Legionella – treatment

In order to be able to treat the patient, avoiding the above difficulties, use the so-called point scale of clinical symptoms and laboratory tests. Physical symptoms characteristic of Legionnaires’ disease, overall organ performance, and evaluation parameters, e.g., the presence of inflammation in the body.

Treatment of legionellosis most often requires hospitalization and constant outpatient monitoring. The patient is prescribed antibiotics without confirmation of legionella infection, which is caused by a long waiting period for the results of diagnostic studies. The rationale for prescribing antibiotics is due to the fact that the risk of complications caused by the pathogen is reduced. Feeding is also recommended; electrolytes help prevent dehydration and minimize breathing difficulties.

Difficulties arise in the treatment of legionella pneumonia due to the fact that the bacteria of this group produce beta-lactamase. The consequence of this is that they become resistant to penicillins and cephalosporins. The drug of choice here is an antibiotic called erythromycin, which has the ability to penetrate the aforementioned alveolar (lung) macrophages. The possibility of using macrolides (azithromycin) and ketolides (telithromycin), which show more effective activity against legionella strains, is being investigated. It is important to note that these substances penetrate to a greater extent into the lung tissue. Outpatients take oral tetracyclines (e.g., doxycycline, minocline) and macrolides (spiramycin, clarithromycin). In turn, patients whose condition is severe (requiring hospitalization) are treated with intravenous antibiotics – azithromycin or fluoroquinolones. The use of ofloxacin and levofloxacin is a good solution for patients with immunosuppression (induced by a decrease in the body’s immunity) and reduces the length of hospitalization.

Can legionellas be completely cured? Certainly. Many patients make a full recovery. The most dangerous situation arises when we are dealing with the need for hospitalization of the elderly and/or chronically ill.

How can I protect myself from Legionella pneumophila infection?

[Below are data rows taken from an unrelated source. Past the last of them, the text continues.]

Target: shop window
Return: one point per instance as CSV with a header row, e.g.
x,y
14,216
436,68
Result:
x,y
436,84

It should be remembered that legionellas loves rust, so water pipes should be kept clean or replaced periodically. Hot tubs or jacuzzis – this is where regular water changes come in handy. Places such as swimming pools and water-handling devices such as treatment rooms should be subjected to chlorination, ozonation, or other disinfection processes. Hot water systems must maintain temperatures above 60 °C and cold-water systems below 20 °C. Establishments such as hospitals, hotels, schools, resorts should use chlorine dioxide generators.